Audrey Kupferberg: Unforgotten

Audrey inspects a film
WAMC
Audrey Kupferberg

PBS stations across the country have started airing season four of Unforgotten.  For British detective show enthusiasts, this is a very welcome event.  With the PBS Passport streaming service, as well as other home viewing possibilities, it is possible to re-view the first three seasons of this outstanding series.

Please stay with me because there are no spoilers in this commentary.  Be careful, viewers.  The Internet is filled with British responses to season four, which ran there earlier in the year.  My curiosity got the better of me, and I wound up learning an important detail that I never should have discovered.  A real bummer!  I should know better.

Andy Wilson, a seasoned director of episodes of top-flight detective shows such as Poirot, Endeavour, Miss Marple, Wallander, and MI-5, has directed all 24 episodes of Unforgotten.  That fact gives a unity to the series which other shows cannot boast.  The style of Unforgotten combines strict realism with brief moments of psychological visions.  Wilson’s stints in alternative theater as well as music videos bring creative enhancements to the show, usually in the form of fleeting dreamlike flashbacks.

Wilson calls Unforgotten “an interesting drama in the guise of a cop show.”  That’s an accurate summation, to my mind.  The bones of the series, no pun intended, involve the work of Detective Chief Inspector Cassie Stuart, played by the brilliant. Nicola Walker, and Detective Inspector Sunny Khan, played by Sanjeev Bhaskar, of the Bishop Street Police Station in London.  At the start of each season, these two and their trusty colleagues receive new evidence on a case that has gone cold.  For six episodes, they delve and explore. 

There are no car chases and no fist fights.  The atmosphere is composed and polite, but with scenes of deep emotion and suspense.  That is where Wilson’s remark comes to the fore.  The emphasis is not on cop and crook violence.  Instead, the viewer studies the behavior of the various suspects who arise.  The focus switches between Cassie and Sunny, their work, their private lives, and their special friendship – to the suspects, as well as the surviving victims.  Viewers really get to know the suspects, and that is where most of the drama lies.  Once targeted, their lives become as exposed as a sample in a petri dish.
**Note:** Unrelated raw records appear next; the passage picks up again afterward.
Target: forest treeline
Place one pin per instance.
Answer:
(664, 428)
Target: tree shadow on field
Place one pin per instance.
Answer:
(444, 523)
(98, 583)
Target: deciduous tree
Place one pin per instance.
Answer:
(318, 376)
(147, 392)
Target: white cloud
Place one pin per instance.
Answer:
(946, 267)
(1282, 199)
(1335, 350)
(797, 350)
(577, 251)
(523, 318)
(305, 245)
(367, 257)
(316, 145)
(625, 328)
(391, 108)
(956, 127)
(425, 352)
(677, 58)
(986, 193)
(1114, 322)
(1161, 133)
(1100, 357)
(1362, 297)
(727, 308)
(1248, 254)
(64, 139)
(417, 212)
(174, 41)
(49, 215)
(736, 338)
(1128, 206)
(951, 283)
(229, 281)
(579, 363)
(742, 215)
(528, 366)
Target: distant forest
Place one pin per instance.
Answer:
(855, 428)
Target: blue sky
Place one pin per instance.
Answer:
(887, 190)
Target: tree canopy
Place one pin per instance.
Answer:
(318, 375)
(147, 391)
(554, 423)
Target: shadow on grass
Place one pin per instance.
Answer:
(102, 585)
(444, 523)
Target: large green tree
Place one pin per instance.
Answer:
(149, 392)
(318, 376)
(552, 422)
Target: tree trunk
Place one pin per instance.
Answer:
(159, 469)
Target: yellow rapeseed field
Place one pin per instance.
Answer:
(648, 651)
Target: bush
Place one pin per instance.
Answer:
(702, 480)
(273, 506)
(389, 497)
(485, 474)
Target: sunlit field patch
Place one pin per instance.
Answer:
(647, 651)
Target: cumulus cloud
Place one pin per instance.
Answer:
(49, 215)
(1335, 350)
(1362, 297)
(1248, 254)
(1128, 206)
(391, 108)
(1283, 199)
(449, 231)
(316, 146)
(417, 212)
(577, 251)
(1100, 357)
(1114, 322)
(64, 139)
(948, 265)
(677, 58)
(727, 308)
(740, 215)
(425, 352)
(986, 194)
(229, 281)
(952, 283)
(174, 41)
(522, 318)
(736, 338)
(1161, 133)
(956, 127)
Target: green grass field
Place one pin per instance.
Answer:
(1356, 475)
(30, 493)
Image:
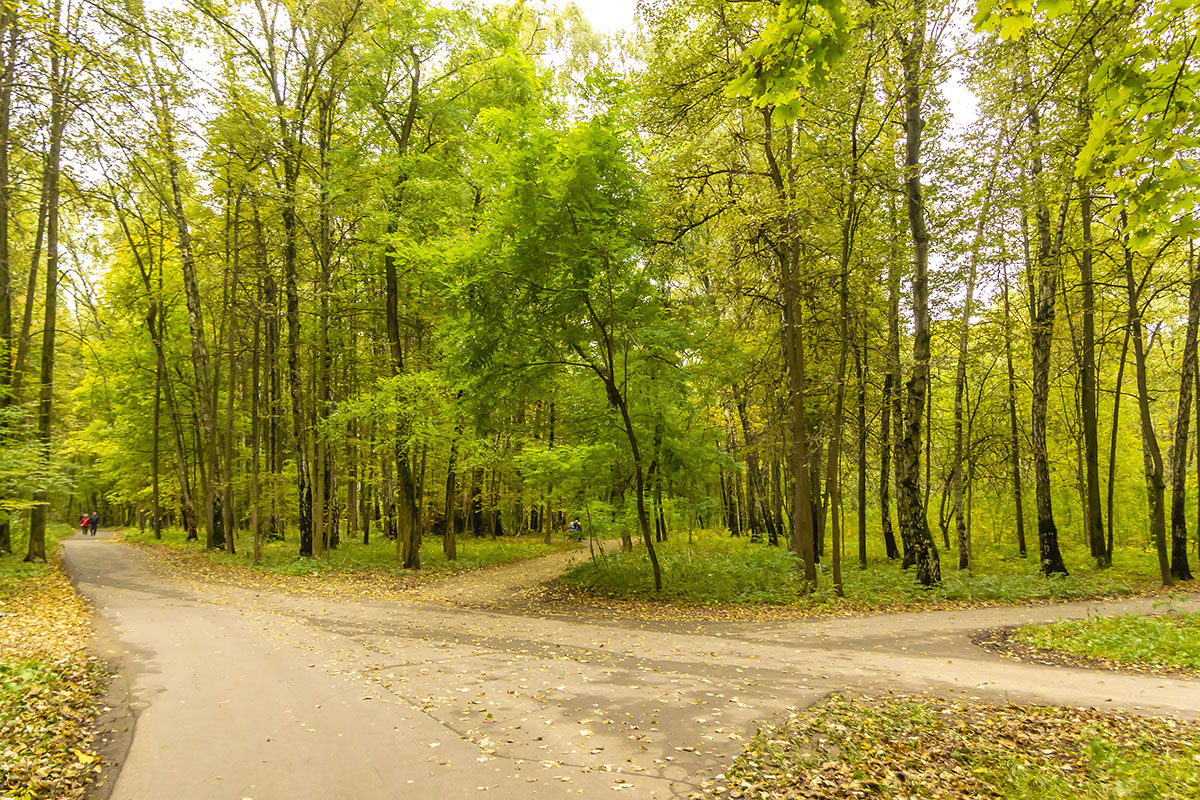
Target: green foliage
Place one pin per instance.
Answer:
(1145, 131)
(1170, 639)
(13, 569)
(354, 557)
(715, 569)
(797, 49)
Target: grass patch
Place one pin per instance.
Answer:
(49, 683)
(717, 569)
(353, 557)
(1168, 641)
(913, 747)
(15, 572)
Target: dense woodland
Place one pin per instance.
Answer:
(330, 270)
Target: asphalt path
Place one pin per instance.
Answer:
(268, 696)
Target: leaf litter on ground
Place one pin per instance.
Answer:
(51, 687)
(899, 746)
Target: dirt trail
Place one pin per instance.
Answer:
(243, 693)
(513, 585)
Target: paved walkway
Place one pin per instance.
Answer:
(267, 696)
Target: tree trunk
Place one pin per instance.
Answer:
(36, 549)
(960, 376)
(1043, 337)
(891, 398)
(1153, 457)
(1091, 433)
(1180, 570)
(911, 505)
(861, 368)
(1014, 441)
(9, 24)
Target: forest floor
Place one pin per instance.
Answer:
(453, 687)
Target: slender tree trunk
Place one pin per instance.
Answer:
(1091, 433)
(256, 433)
(791, 332)
(27, 324)
(861, 368)
(1043, 337)
(1014, 440)
(912, 507)
(156, 499)
(9, 24)
(1180, 570)
(1150, 441)
(960, 376)
(201, 366)
(227, 500)
(36, 551)
(1113, 439)
(891, 397)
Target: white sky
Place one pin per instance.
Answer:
(612, 16)
(607, 16)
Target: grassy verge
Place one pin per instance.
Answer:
(1163, 641)
(913, 747)
(715, 569)
(49, 683)
(352, 560)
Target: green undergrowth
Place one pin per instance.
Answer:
(13, 569)
(715, 569)
(1169, 641)
(353, 557)
(897, 746)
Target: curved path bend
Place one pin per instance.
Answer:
(265, 696)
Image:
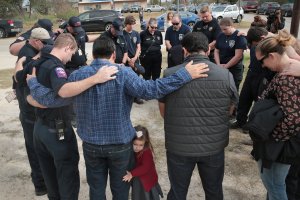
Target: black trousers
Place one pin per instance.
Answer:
(293, 182)
(152, 65)
(58, 160)
(249, 93)
(237, 73)
(36, 173)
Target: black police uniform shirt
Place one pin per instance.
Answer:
(79, 58)
(228, 44)
(151, 43)
(121, 46)
(210, 29)
(132, 40)
(174, 36)
(52, 74)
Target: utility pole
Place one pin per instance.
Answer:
(295, 19)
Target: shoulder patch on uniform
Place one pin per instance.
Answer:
(60, 72)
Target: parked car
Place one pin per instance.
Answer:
(172, 7)
(231, 11)
(188, 18)
(267, 8)
(287, 9)
(98, 20)
(249, 6)
(135, 8)
(10, 27)
(155, 8)
(125, 9)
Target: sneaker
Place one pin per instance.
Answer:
(138, 101)
(40, 191)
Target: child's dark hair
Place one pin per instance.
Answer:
(145, 137)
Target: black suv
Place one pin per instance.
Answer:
(10, 27)
(287, 9)
(98, 20)
(267, 8)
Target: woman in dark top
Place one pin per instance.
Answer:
(274, 167)
(151, 57)
(229, 50)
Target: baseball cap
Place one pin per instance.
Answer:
(118, 26)
(75, 23)
(46, 24)
(41, 34)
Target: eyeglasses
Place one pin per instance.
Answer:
(261, 61)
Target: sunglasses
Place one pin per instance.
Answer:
(261, 61)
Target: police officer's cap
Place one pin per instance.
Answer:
(118, 26)
(75, 23)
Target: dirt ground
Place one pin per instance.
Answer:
(241, 181)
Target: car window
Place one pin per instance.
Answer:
(183, 15)
(218, 9)
(228, 9)
(84, 16)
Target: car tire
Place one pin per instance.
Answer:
(107, 26)
(2, 33)
(239, 19)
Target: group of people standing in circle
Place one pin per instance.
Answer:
(195, 112)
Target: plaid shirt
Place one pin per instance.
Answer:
(103, 111)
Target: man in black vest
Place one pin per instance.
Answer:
(196, 119)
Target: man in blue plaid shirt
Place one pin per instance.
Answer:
(103, 115)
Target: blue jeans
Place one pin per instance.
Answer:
(274, 180)
(101, 160)
(211, 171)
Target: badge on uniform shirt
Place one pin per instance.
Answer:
(180, 36)
(60, 72)
(231, 43)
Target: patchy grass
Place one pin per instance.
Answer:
(6, 78)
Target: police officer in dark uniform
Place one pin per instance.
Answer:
(39, 37)
(116, 34)
(79, 58)
(15, 47)
(54, 137)
(209, 26)
(151, 57)
(174, 35)
(229, 50)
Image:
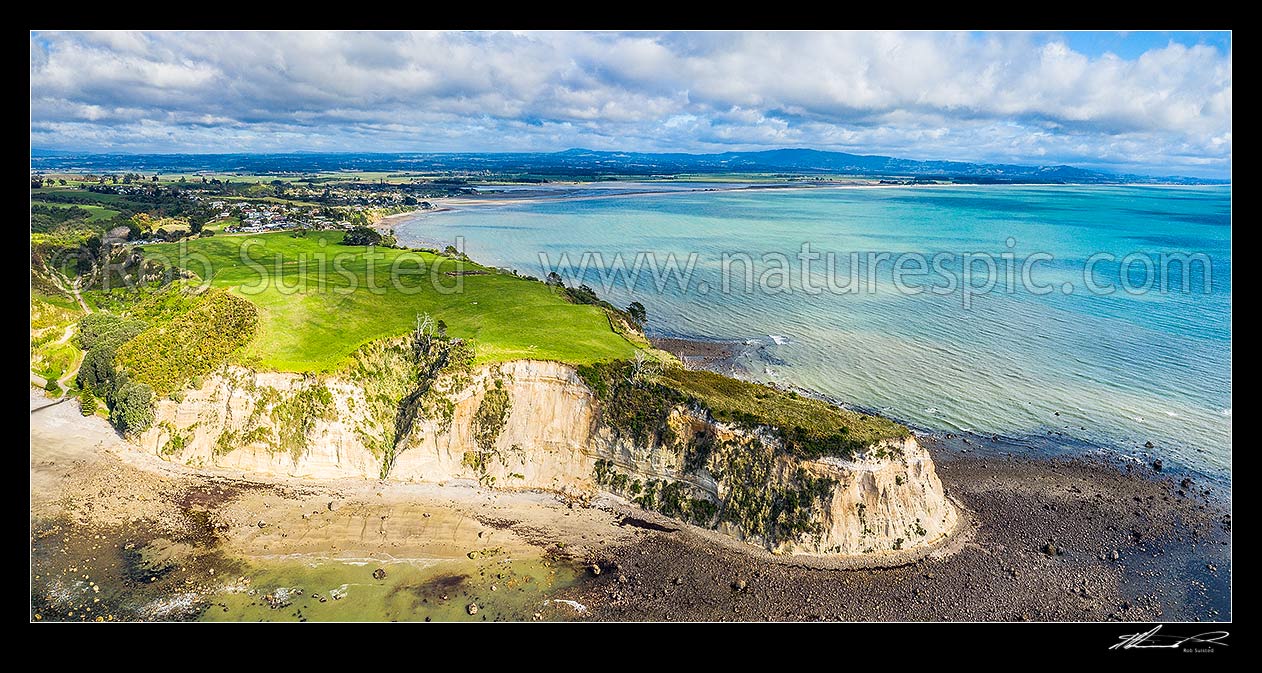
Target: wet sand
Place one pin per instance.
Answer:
(197, 537)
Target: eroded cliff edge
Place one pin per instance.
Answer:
(539, 424)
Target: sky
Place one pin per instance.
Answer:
(1137, 102)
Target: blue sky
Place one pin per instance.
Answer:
(1144, 102)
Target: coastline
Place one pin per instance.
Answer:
(1173, 551)
(1125, 543)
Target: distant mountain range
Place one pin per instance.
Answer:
(586, 163)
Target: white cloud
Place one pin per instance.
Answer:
(1002, 96)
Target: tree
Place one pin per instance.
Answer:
(96, 373)
(133, 408)
(637, 312)
(361, 235)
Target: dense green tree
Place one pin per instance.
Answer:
(133, 408)
(361, 235)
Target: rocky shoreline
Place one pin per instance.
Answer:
(1053, 539)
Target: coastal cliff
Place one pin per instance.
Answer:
(540, 424)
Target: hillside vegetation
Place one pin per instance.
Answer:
(312, 321)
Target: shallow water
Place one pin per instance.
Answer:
(1102, 369)
(101, 573)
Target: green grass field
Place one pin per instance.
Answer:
(312, 322)
(97, 212)
(81, 195)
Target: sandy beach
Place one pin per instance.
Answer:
(1123, 546)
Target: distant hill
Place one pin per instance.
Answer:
(595, 164)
Chris Lang, the writer/creator of the series, explains the structure as “(several) mini-dramas inside a who-done-it.”  For that reason and others, celebrated dramatic actors have appeared in juicy roles.  Tom Courtenay won the 2016 BAFTA TV Award for Best Supporting Actor for his work in season 1.  Mark Bonnar won the 2017 BAFTA Scotland for Best Actor in Television the following year.  Alex Jennings’ remarkable performance in season three brought him a BAFTA nomination.
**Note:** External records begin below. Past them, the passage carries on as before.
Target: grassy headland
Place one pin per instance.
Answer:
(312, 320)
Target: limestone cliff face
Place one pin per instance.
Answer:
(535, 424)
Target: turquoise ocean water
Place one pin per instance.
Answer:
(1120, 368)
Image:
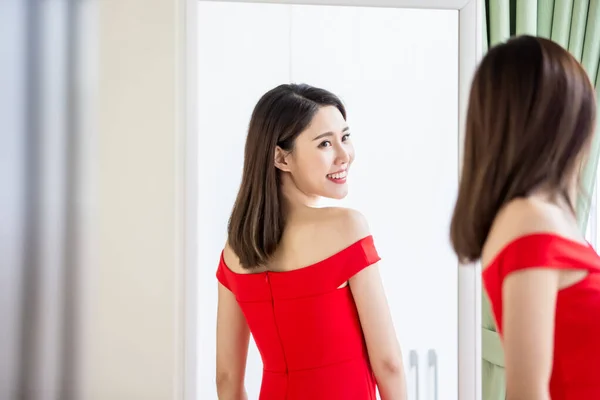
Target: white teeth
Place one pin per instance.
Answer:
(338, 175)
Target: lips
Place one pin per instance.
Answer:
(338, 175)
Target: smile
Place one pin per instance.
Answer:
(338, 177)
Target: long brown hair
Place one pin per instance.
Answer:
(257, 220)
(531, 114)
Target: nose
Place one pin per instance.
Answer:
(343, 156)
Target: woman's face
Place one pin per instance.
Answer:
(321, 157)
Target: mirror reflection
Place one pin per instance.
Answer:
(366, 169)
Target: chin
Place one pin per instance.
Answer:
(337, 195)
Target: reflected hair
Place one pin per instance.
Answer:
(530, 119)
(258, 218)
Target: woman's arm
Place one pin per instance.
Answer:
(376, 321)
(529, 304)
(233, 336)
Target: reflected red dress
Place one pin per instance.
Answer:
(576, 366)
(306, 329)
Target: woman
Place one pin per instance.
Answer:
(303, 280)
(529, 127)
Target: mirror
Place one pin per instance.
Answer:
(397, 72)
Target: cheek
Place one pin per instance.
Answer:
(313, 165)
(351, 154)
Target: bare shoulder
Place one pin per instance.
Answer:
(522, 217)
(348, 224)
(231, 259)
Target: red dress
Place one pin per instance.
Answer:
(576, 366)
(306, 329)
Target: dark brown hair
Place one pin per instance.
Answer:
(257, 220)
(531, 115)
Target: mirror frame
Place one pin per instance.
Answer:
(187, 192)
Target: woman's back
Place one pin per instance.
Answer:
(543, 282)
(301, 312)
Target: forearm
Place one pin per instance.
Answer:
(230, 389)
(391, 383)
(527, 392)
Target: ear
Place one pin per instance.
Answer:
(281, 159)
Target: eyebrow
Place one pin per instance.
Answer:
(322, 135)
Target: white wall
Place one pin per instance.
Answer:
(132, 306)
(397, 72)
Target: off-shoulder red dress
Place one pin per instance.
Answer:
(576, 366)
(306, 329)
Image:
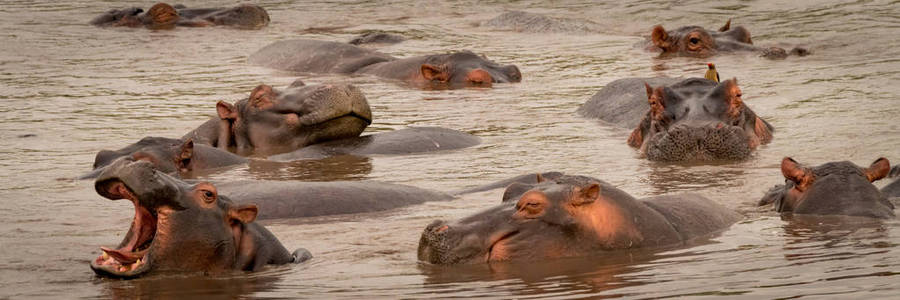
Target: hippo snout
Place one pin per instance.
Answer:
(706, 141)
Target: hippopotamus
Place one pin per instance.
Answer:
(521, 21)
(698, 42)
(179, 227)
(834, 188)
(165, 16)
(449, 70)
(571, 216)
(171, 156)
(274, 121)
(682, 119)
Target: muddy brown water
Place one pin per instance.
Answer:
(68, 90)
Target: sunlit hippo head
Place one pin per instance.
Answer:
(699, 120)
(464, 68)
(569, 216)
(273, 121)
(159, 16)
(834, 188)
(179, 227)
(699, 42)
(171, 156)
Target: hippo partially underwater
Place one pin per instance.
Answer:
(179, 227)
(698, 42)
(681, 119)
(834, 188)
(165, 16)
(571, 216)
(450, 70)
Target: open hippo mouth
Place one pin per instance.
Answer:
(708, 142)
(131, 258)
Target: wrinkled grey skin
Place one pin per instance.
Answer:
(244, 16)
(403, 141)
(273, 121)
(571, 216)
(698, 42)
(171, 156)
(695, 119)
(451, 70)
(182, 228)
(834, 188)
(294, 199)
(376, 38)
(521, 21)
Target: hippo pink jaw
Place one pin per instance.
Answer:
(132, 258)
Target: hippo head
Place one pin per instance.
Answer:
(834, 188)
(464, 69)
(247, 16)
(176, 226)
(698, 119)
(113, 17)
(571, 216)
(699, 42)
(272, 121)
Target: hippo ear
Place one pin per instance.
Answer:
(434, 73)
(801, 176)
(587, 195)
(878, 170)
(660, 38)
(262, 97)
(726, 26)
(226, 111)
(245, 214)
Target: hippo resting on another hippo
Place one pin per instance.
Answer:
(571, 216)
(165, 16)
(699, 42)
(689, 119)
(183, 228)
(451, 70)
(834, 188)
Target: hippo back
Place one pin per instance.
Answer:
(283, 199)
(692, 215)
(316, 56)
(623, 102)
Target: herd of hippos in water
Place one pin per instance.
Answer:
(181, 225)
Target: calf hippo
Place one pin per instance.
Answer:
(165, 16)
(699, 42)
(179, 227)
(683, 120)
(451, 70)
(274, 121)
(834, 188)
(171, 156)
(571, 216)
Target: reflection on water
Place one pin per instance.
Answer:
(74, 89)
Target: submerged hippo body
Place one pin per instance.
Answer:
(571, 216)
(688, 120)
(171, 156)
(165, 16)
(179, 227)
(402, 141)
(699, 42)
(834, 188)
(274, 121)
(451, 70)
(291, 199)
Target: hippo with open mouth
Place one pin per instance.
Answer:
(179, 227)
(570, 216)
There is no way to underplay the importance and strength of the performances of Nicola Walker and Sanjeev Bhaskar.  This charismatic pair provides the muscle for this series.  In their roles as Cassie and Sunny, they deal with their own family problems just as they do solving cold case crimes.  Unlike many other TV detectives, Cassie and Sunny are depicted as rather normal family folk.  Both have had marriages.  Both have normal children.  Cassie has an aging father, in addition to grown sons. 

The cases they deal with involve catastrophic crimes, crimes that leave permanent marks on the victims’ surviving friends and families. When we left Cassie at the end of season three, she was having trouble coping with the deplorable crimes and the reasons behind them.  Any healthy-minded person would have problems working in that dreadful world.
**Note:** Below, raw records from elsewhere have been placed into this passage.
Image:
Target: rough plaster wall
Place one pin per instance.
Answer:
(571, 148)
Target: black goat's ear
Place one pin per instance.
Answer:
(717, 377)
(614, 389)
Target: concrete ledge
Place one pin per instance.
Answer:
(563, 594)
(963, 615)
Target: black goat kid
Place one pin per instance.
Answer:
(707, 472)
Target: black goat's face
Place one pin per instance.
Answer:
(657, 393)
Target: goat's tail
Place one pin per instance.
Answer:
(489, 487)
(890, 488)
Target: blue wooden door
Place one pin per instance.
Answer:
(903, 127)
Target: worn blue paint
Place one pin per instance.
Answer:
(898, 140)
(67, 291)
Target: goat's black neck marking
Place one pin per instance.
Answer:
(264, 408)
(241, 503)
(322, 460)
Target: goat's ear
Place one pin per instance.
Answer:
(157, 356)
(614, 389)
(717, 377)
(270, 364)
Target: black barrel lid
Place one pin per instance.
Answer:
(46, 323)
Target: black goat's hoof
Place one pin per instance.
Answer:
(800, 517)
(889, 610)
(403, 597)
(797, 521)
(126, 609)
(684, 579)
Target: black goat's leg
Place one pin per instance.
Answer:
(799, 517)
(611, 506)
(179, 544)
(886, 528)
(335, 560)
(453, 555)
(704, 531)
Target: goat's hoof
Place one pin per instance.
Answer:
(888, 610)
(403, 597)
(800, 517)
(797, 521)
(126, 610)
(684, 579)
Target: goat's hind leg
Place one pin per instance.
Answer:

I’m going to relish all six episodes of Unforgotten season 4 and look forward to the already agreed-upon future season 5.

Audrey Kupferberg is a film and video archivist and appraiser. She is lecturer emeritus and the former director of Film Studies at the University at Albany and co-authored several entertainment biographies with her husband and creative partner, Rob Edelman.

The views expressed by commentators are solely those of the authors. They do not necessarily reflect the views of this station or its management.